Mailman at the -request aliases respond to any mail sent to the addresses, even if the mail did not contain any valid command. That can easily be abused by spammers: they send mail with forged from address to a -request alias, and mailman "bounces" it back to the forged sender. Firstly, it is some kind of annoying backscatter which should be stopped, secondly if the forged address happens to be a spamtrap one (or the backscatter is reported), it results the mailman server landed on a blacklist.
It happened two times with our listserver and SpamCop.
The attached patch introduces the discard_email_without_command list parameter: if it is true (default) then mailman ignores any mail which does not contain a valid command. I left out the Gui part because could not figure out a clean solution: even as a per mailing list setting I think the site admin should decide which (internal-only) mailing lists do not need the flag and which (externally visible) mailing lists must be protected.
Please consider applying: it's really bad to be blocked by an RBL.
Thanks for the report and suggested patch. This is only part of the larger backscatter from Mailman issue which will be addressed in Mailman 2.2. Your patch is helpful for this.

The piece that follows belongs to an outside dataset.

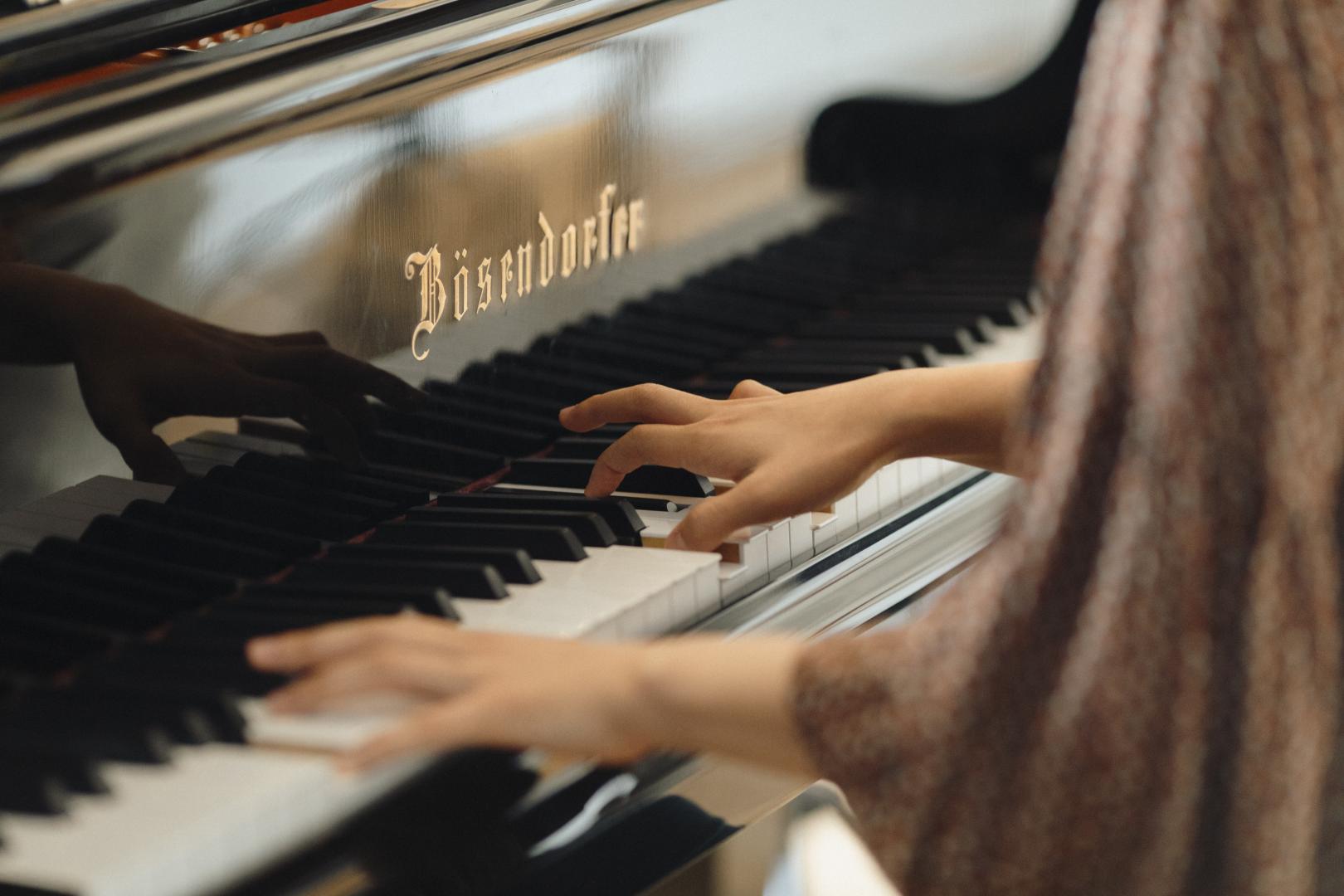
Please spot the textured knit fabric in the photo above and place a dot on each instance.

I'm leaning towards making all these thing controlled by site (mm_cfg.py) rather that list settings because ultimately they affect the entire mail server, not just a list or lists. Thus, as you understand, they should be controlled by a site admin, not a list owner.
If some of these settings actually need to be list settings (something I haven't gotten to yet), perhaps a compromise such as leaving them out of the GUI and requiring the non-default to be set by config_list or withlist is appropriate.
Do you really have a need for this to be a list rather than a site setting?